En mars 2010, AA est donc condamné par le TGI de Paris qui reconnaît « un plagiat servile de l’œuvre première » dans la thèse qu’il entendait soutenir fin 2007 à Liège. Une « exception » dans les affaires de plagiat universitaire, souligne Catherine de Gourcuff, selon qui « il semble que très peu de plagiés ont le courage de mener une action en justice, car le monde universitaire est un petit monde qui paraît craindre la publicité ». Reste que ce jugement au civil « ne règle en rien le lien entre l’université française et le plagiat, puisque l’université catholique de Lille garde son plagiaire », estime Jean Noël Darde.

Le TGI renvoie en effet, concernant le poste de AA à l’université catholique de Lille, « aux autorités universitaires » à qui il « appartient de faire des choix dans l’attribution des postes d’enseignants en tenant compte des manquements commis par certains et des mérites de tous ». Dans un cas semblable de plagiat d’une thèse découvert avant sa soutenance, le Conseil national de l’enseignement supérieur et de la recherche (Cneser), saisi en appel, avait décidé en juin 2008 l’« exclusion définitive de tout établissement d’enseignement supérieur public » de l’étudiant fautif.

AA, joint au téléphone, assure, lui, ne s’occuper, à l’université catholique de Lille et à l’école supérieure d’art de Cambrai, que de « tâches administratives et de gestion ». « La recherche et le projet pédagogique sont avant tout produits par l’équipe pédagogique », précise-t-il.
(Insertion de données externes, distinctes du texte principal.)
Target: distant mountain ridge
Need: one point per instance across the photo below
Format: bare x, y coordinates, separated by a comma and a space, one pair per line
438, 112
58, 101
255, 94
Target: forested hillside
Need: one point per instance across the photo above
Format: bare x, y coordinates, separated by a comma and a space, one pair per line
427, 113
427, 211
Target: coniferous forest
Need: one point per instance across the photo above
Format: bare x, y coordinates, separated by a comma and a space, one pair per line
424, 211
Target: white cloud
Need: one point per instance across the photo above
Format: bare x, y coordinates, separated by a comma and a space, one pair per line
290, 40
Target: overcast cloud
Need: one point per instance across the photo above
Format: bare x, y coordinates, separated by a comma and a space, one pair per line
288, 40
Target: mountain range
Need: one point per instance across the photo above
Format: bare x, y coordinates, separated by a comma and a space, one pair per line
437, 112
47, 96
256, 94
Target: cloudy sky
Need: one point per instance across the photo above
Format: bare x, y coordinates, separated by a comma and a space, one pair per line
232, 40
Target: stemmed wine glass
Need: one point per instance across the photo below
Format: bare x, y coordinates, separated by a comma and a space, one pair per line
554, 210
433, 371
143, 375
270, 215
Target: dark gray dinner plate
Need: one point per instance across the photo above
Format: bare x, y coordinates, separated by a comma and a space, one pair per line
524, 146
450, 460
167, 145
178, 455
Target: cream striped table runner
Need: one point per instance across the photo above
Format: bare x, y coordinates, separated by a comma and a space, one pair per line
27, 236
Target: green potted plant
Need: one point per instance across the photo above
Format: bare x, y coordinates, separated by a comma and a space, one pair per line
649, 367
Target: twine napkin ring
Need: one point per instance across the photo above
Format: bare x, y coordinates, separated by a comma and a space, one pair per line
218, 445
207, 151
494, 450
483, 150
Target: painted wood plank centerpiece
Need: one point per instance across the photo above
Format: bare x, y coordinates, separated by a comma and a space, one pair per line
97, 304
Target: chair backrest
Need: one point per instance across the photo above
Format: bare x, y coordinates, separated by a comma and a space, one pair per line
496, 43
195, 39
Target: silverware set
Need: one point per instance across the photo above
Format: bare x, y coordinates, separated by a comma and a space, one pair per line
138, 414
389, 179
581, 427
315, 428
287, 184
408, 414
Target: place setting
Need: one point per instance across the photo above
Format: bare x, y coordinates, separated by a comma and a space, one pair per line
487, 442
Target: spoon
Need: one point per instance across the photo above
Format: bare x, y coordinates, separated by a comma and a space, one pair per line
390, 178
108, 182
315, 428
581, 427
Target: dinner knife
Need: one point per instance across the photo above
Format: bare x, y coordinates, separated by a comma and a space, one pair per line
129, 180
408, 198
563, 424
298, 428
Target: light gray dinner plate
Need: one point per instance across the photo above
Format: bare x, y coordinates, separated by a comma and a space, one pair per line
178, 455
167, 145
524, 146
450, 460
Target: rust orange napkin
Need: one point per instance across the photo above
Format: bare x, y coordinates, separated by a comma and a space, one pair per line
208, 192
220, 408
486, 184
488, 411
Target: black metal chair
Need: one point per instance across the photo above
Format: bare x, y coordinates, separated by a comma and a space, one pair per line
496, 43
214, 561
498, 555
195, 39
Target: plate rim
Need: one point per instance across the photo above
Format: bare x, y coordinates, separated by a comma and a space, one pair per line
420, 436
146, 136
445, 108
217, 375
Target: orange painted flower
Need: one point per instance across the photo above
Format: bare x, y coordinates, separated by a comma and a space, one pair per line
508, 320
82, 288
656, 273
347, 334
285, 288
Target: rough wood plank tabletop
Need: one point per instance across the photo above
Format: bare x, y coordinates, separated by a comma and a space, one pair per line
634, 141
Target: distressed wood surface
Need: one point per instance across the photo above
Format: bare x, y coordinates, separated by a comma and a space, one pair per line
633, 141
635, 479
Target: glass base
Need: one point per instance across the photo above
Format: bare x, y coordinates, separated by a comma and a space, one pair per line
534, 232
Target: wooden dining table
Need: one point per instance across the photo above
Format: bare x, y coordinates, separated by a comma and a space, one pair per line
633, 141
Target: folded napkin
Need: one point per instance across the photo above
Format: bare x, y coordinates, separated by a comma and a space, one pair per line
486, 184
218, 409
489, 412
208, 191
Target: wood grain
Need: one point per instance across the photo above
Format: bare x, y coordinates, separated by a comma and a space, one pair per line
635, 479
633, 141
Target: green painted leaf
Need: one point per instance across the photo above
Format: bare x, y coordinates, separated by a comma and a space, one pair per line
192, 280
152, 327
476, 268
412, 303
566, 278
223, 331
Le nouveau directeur de l’école supérieure d’art de Cambrai met cette affaire sur le dos d’une « campagne locale de harcèlement », avec « des lettres anonymes » reçues depuis qu’il a pris, à son arrivée à la tête de l’école, la décision de ne pas reconduire trois enseignants.

Contactée, l’université catholique de Lille dit « suivre de très près l’affaire en cours » mais prétexte une « procédure d’appel en cours l’empêchant de s’exprimer sur cette question ». Sauf que AA reconnaît lui-même ne pas avoir fait appel et que le délai d’appel (un mois après signification de la décision) étant expiré, la décision du TGI est aujourd’hui « définitive », comme le confirme Catherine de Gourcuff. Evasif, AA ajoute juste qu’« il envisage d’autres recours avec son avocate ».

« On ouvre les fenêtres »

A Amiens, un doctorant, exclu en mai 2009 de l’université de Picardie pour avoir largement plagié sa thèse, continue pourtant à enseigner dans la même université.

Le 19 mai 2009, le conseil de discipline de l’université de Picardie Jules-Verne annule pour plagiat la thèse soutenue un an et demi plus tôt par CC, doctorant en arts plastiques. Le fautif a été exclu « en qualité d’étudiant, de tout établissement public d’enseignement supérieur pour une durée de deux ans ». La nuance « en qualité d’étudiant » a son importance, puisque CC, en tant que professeur agrégé, enseignait par ailleurs depuis dix ans à l’UFR Arts. L’ex-étudiant, exclu pour plagiat, continue donc, un an après, à assurer au sein de la même UFR ses 384 heures de cours annuelles.

Sans toutefois faire de recherche puisque la mission d’un professeur agrégé détaché dans l’enseignement supérieur est limitée à l’enseignement. « Ce qui explique que le plagiat de ce doctorant, qui relève d’une activité de recherche, n’ait pas de conséquences directes sur son activité d’enseignement », nuance Hélène Maurel-Indart.

« Mais un étudiant qui commet un acte aussi grave est normalement exclu à vie de l’université, car la thèse est le socle de l’université, le fruit d’un travail de cinq voire dix ans d’études, estime DD, l’un des deux enseignants de l’UFR Arts qui ont, en 2008, alerté le président de l’université Jules-Verne de l’existence d’un plagiat. Là, l’université fait comme le monde politique : elle accorde des circonstances atténuantes à ceux qui sont en poste, au lieu de considérer qu’il s’agit d’une circonstance aggravante. »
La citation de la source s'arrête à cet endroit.